AFTER years of denying its existence, Land Rover has teased the world by showing a clip of a compact urban SUV virtually no bigger than a Mini.
The British off-road brand revealed at the Frankfurt motor show last week that it was working on a compact concept SUV that would sit below the Freelander if it reached production – which is expected to occur in 2010.
Shown as a fleeting image, and now tipped to appear in the metal at the Detroit motor show in January, the three-door Range Rover Sport-like SUV is still to be named but demonstrates, according to Land Rover, a “commitment to innovation that embraces the challenges of sustainability while retaining Land Rover’s core values”.
Take it for granted that Land Rover's all-new model line, dubbed Landie by British press, will be a premium entrant with higher-than-average off-road capabilities, but also with new-found levels of environmental performance that the Ford-owned British brand was keen to emphasise at the German show last week.
From 2009, a stop-start system (which turns the engine off when the vehicle is stationary) will be fitted standard to all Freelander TD4 manual vehicles – and will flow into other vehicles from there.
Land Rover claims this will help cut the Freelander diesel’s CO2 emissions by more than seven per cent (from 194g/km to 179g/km) and reduce fuel consumption from 7.5L/100km to 6.8L/100km.
As for the sub-Freelander SUV, Land Rover CEO (and former Ford Australia president) Geoff Polites told GoAuto in Frankfurt last week that “if you paid attention there was a hint about its size”.
“That was a hint about its size... and you can speculate all you want from there,” he said.

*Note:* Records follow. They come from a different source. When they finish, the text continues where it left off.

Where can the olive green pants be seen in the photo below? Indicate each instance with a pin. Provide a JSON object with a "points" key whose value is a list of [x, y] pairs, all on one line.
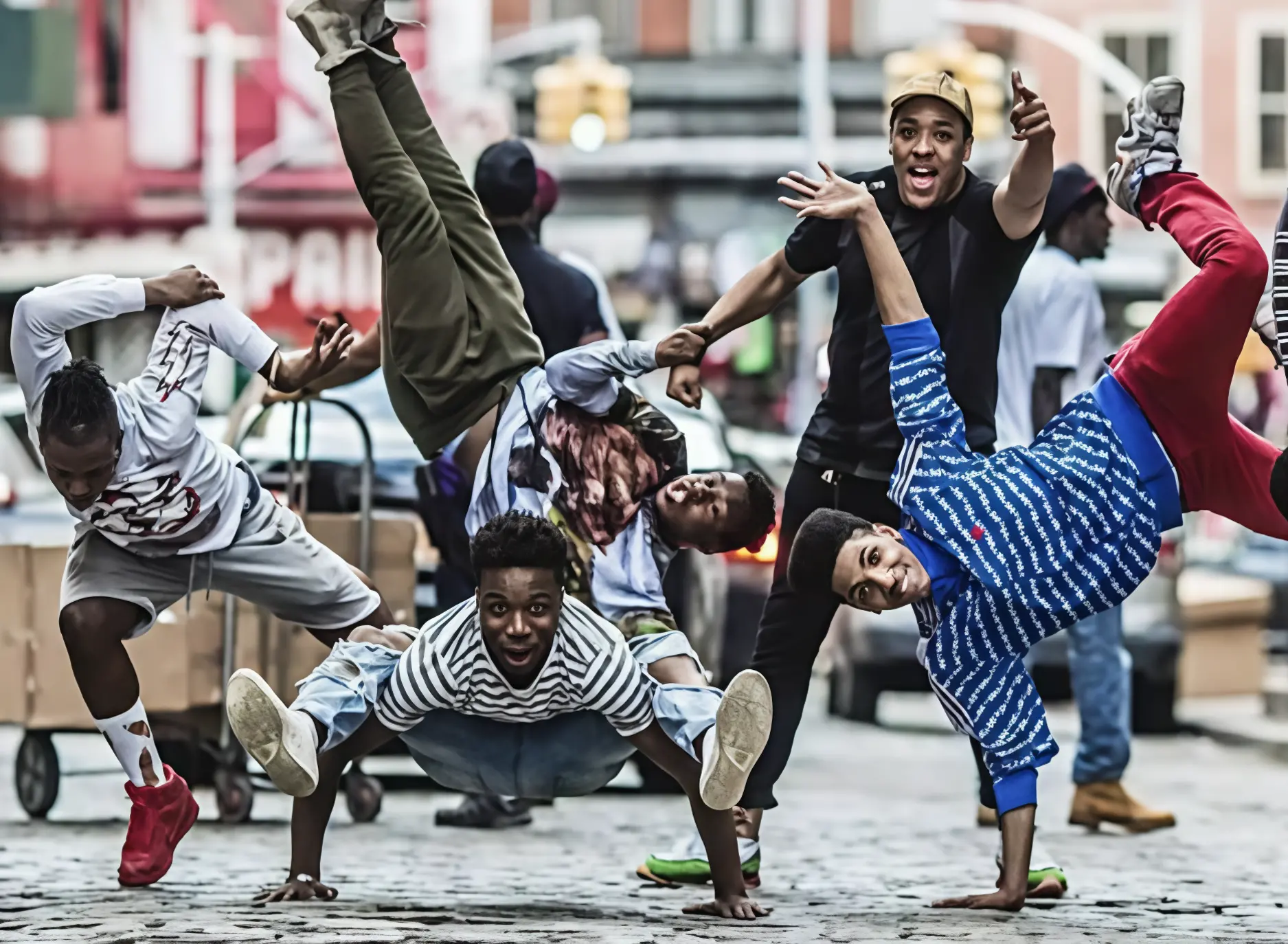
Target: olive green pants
{"points": [[455, 338]]}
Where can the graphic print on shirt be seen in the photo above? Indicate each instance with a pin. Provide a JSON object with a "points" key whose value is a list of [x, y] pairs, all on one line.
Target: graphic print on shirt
{"points": [[175, 359], [151, 508]]}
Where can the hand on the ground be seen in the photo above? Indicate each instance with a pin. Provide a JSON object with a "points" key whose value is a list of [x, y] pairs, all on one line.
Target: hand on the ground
{"points": [[738, 907], [1030, 116], [681, 347], [999, 901], [686, 385], [181, 289], [330, 346], [831, 199], [297, 890]]}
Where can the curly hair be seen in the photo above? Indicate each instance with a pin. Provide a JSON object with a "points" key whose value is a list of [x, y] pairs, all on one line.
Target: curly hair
{"points": [[78, 405], [515, 539], [814, 549], [755, 521]]}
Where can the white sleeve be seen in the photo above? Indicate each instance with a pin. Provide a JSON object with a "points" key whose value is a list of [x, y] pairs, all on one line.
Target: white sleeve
{"points": [[424, 679], [44, 316], [169, 390], [616, 686], [587, 377]]}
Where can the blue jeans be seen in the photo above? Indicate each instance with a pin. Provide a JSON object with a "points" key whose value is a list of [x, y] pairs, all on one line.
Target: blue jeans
{"points": [[1100, 673], [566, 755]]}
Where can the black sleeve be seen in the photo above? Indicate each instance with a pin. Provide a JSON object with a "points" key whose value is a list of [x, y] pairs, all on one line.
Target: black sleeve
{"points": [[814, 246]]}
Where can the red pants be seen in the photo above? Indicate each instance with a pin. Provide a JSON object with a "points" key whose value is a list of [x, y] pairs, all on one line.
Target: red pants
{"points": [[1179, 369]]}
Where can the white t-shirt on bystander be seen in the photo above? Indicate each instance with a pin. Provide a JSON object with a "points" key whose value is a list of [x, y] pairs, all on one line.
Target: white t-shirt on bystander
{"points": [[1055, 318]]}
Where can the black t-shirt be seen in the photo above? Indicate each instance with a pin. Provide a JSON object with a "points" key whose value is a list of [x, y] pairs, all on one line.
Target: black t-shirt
{"points": [[561, 302], [965, 269]]}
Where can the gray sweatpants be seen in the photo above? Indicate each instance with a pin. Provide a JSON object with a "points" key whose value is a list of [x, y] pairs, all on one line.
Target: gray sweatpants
{"points": [[455, 338], [272, 563]]}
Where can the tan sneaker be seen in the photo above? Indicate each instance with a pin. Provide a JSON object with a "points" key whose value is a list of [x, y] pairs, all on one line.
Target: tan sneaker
{"points": [[1108, 802]]}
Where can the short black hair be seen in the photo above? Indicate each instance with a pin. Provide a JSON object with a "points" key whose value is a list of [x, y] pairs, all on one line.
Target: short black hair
{"points": [[1096, 197], [752, 524], [515, 539], [78, 403], [814, 549]]}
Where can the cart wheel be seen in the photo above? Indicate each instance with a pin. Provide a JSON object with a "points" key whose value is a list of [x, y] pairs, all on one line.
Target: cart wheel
{"points": [[234, 795], [35, 773], [362, 795]]}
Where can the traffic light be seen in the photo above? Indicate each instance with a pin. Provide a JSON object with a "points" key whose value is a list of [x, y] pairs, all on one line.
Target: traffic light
{"points": [[584, 100], [983, 75]]}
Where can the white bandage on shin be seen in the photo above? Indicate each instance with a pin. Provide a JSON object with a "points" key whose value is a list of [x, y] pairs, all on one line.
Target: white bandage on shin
{"points": [[131, 737]]}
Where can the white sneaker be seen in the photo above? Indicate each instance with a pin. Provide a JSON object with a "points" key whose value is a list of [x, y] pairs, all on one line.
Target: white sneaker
{"points": [[332, 27], [281, 741], [733, 745], [1152, 123]]}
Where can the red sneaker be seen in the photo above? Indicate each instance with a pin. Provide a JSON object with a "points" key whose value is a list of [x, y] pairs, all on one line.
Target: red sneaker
{"points": [[160, 817]]}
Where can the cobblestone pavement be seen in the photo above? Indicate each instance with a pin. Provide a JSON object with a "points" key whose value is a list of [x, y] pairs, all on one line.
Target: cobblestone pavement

Asked when we could expect to see such a vehicle, Mr Polites tried to water down suggestions that a baby Land Rover is imminent. “It’s just a toy we are playing with,” he said. “It is a possibility.” Mr Polites refused to divulge further information on the vehicle, leaving open the question as to whether the vehicle is related to the Ford Kuga unveiled in Frankfurt – itself a Focus-based compact SUV – or whether the larger Freelander II base serves as its foundation.
However, Mr Polites did deny that the three-door wagon version of the prototype as depicted in the video shown at the Frankfurt press conference was just a rouse for a four-door wagon production version.
In 2005, the model we know as the production Range Rover Sport was also originally previewed as a two-door wagon called the Land Rover Stormer – complete with radical scissor-action doors and an outrageous paint job.
A compact SUV would arm Land Rover with a foil for the likes of the just-announced Volkswagen Tiguan, as well as Audi's eventual Q3 and other baby luxury soft-roaders in development.
It would also be charged with giving Land Rover a homegrown competitor against the Mini, especially in North America where the BMW-built baby has been a runaway success.